The parallelism occurs when the function is called rather than within the logic of the function itself. So even though everything runs in parallel, none of the loops are actually parallelized.
To elaborate on what @efficiens said, the parallelism occurs when a gang of program instances are created, each responsible for executing sinx() with a unique programIndex.
I am not quite clear. If I use "foreach" keyword to explicitly state the independency of the loops, does it mean the function itself has parallelism? And thus the above answer will become Yes?
@Fantasy, I think for the above example, the program only specifies for each program instance, what is the set of instructions needs to be run. Therefore none of the iterations is parallelized by ISPC. And when we use foreach, it is ISPC(compiler)'s job to assign the works to the program instances, that is why we can say it is parallelized by ISPC.
So is it true that if foreach is used, then we would say that the outer loop has parallelism, but in this case, we just say that the function itself is parallelized? Because in either case program instances are created when the function is called, so the function itself is running in parallel, right? Do we only say the loop itself is parallelized if we leave it to the compiler to decide which program instances will compute which iterations (using foreach)?
I agree with @jerryzh, the outer loop itself only contains 1/ProgramCount of total work. It is a decomposition result from parallelization, but itself doesn't contain any parallelism, since all work in the outer loop is only done by one program instance.
@huehue, I think you are right, either case the program may end up running in parallel. Please pay attention to the question: "Which iteration of the loop(s) are parallelized by ISPC".
I don't know if this pertains to this slide, but I think I'm still a little confused by abstraction versus implementation. Does that play a role here? Is that the idea of a programmer versus the compiler determining what to run in parallel independent chunks?
@makingthingsfast, I believe so. This function represents an implementation, where the programmer has specified exactly which parts will run in parallel. So the loop isn't "parallelized by ISPC", the programmer has done it.

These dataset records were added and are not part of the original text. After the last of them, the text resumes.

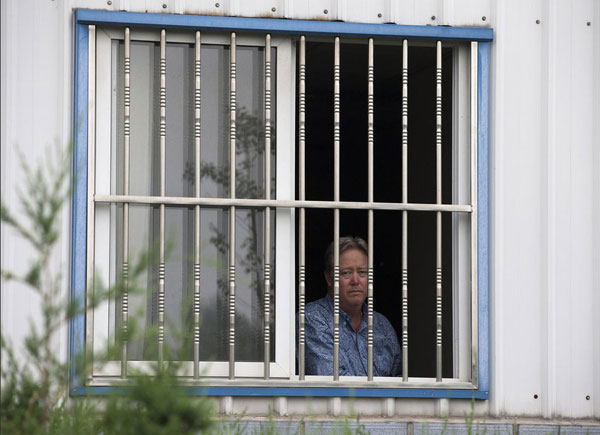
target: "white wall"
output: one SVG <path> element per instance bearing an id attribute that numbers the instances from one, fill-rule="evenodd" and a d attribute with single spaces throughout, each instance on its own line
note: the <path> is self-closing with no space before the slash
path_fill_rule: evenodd
<path id="1" fill-rule="evenodd" d="M 18 151 L 37 161 L 55 141 L 71 140 L 73 8 L 493 27 L 492 378 L 491 399 L 477 412 L 600 418 L 599 1 L 108 3 L 2 2 L 1 182 L 11 207 L 23 181 Z M 55 262 L 67 270 L 68 211 L 63 228 Z M 30 248 L 6 228 L 0 248 L 3 268 L 24 269 Z M 36 317 L 36 301 L 21 286 L 3 283 L 1 312 L 3 333 L 18 342 L 26 319 Z M 61 337 L 56 348 L 64 356 L 66 333 Z M 374 413 L 390 408 L 381 399 L 372 405 L 380 409 Z M 290 403 L 298 406 L 305 407 Z M 435 404 L 397 400 L 391 409 L 431 415 Z M 464 409 L 450 404 L 459 416 Z"/>
<path id="2" fill-rule="evenodd" d="M 492 14 L 494 413 L 600 415 L 599 13 L 540 0 Z"/>

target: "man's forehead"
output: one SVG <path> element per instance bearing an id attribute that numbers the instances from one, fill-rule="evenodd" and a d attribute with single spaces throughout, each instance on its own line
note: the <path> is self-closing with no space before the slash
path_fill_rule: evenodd
<path id="1" fill-rule="evenodd" d="M 340 254 L 341 263 L 367 263 L 367 256 L 360 249 L 348 249 Z"/>

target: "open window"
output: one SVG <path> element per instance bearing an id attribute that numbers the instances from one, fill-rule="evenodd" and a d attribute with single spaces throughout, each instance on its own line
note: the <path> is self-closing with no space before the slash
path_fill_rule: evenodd
<path id="1" fill-rule="evenodd" d="M 340 47 L 340 199 L 368 201 L 368 44 L 342 41 Z M 442 50 L 442 202 L 453 200 L 458 168 L 453 155 L 453 57 L 458 47 Z M 374 200 L 402 202 L 402 44 L 383 41 L 374 52 Z M 462 59 L 465 62 L 465 59 Z M 436 47 L 411 46 L 408 56 L 408 199 L 436 202 Z M 333 200 L 334 44 L 306 43 L 306 198 Z M 463 148 L 467 144 L 463 143 Z M 298 151 L 298 149 L 297 149 Z M 462 150 L 465 153 L 465 150 Z M 298 162 L 298 154 L 296 156 Z M 298 170 L 296 171 L 298 187 Z M 436 376 L 436 214 L 409 213 L 408 308 L 409 373 Z M 306 211 L 306 302 L 326 292 L 323 255 L 333 239 L 333 210 Z M 298 224 L 298 220 L 296 221 Z M 443 377 L 453 370 L 453 228 L 451 213 L 442 215 Z M 343 210 L 340 234 L 368 240 L 367 210 Z M 458 236 L 458 234 L 457 234 Z M 462 234 L 463 237 L 468 234 Z M 402 336 L 402 212 L 374 213 L 374 309 L 384 314 Z M 468 290 L 468 289 L 467 289 Z M 457 289 L 458 291 L 458 289 Z M 458 337 L 457 337 L 458 338 Z M 458 342 L 458 340 L 456 340 Z"/>

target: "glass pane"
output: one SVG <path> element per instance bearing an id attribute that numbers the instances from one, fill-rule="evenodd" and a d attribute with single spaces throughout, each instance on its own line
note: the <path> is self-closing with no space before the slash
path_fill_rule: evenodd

If they had used the foreach abstraction instead, you could say that ISPC had done the parallelization.
So the function itself is not parallelized by ISPC. But if we change the question to "which iterations of the loops are parallelized by the programmer?", would the answer be the outer loop?
@CC, I think that's correct. The programmer parallelizes the outer loop by specifying a mapping of the computations to each gang member by their programIndex.
The loop is not parallelized. It is merely used to map the computation to each program instances. Parallelism starts when this ISPC function is called.
I believe whether we use for, or foreach, none of the loops are parallelized. Repeating what @PandaX said, even if we use foreach keyword, ispc will only decompose it. The actual parallization happens at the caller site. cmiiiw
Nice discussion here!
The syntax foreach is just a way for the programmer to tell the compiler to do the job of assigning work to program instances instead of the programmer manually doing it him or herself.
When the compiler sees foreach(i = 1... n), it maps all of the iterations of the for loop to specific program instances within a gang.
So in both cases whether or not we use for or foreach, the execution of the loop iterations mapped to a given program instance are not being parallelized. The parallelization happened at the time when the work was assigned to each program instance and the function was called.
I can see how this would be confusing because when you write foreach as the programmer, you're probably visualizing all program instances in a gang being assigned iterations of the for loop and executing them in parallel. But that actually all happens before the function is called by some code produced by the compiler which it knew to do because you wrote "foreach ...".
When the slide says that none of the iterations of the loop are being parallelized by ISPC it means that there is no parallelization within the set of for loop iterations mapped to a given program instance. Yes, there is parallelism across program instances, but all the code within this function is being run by a single program instance sequentially.
Think of the function as a sequence of instructions that are run sequentially by each program instance for each of the iterations of the for loop that got mapped to it by the compiler (or the programmer in the case of a for loop instead of a foreach).
Just reiterating my inference from this slide:
Actually nothing is parallel until this function is called.
Outermost loop is parallel. The parallelism happens at the time it is called. Execute it by an entire gang size all at once.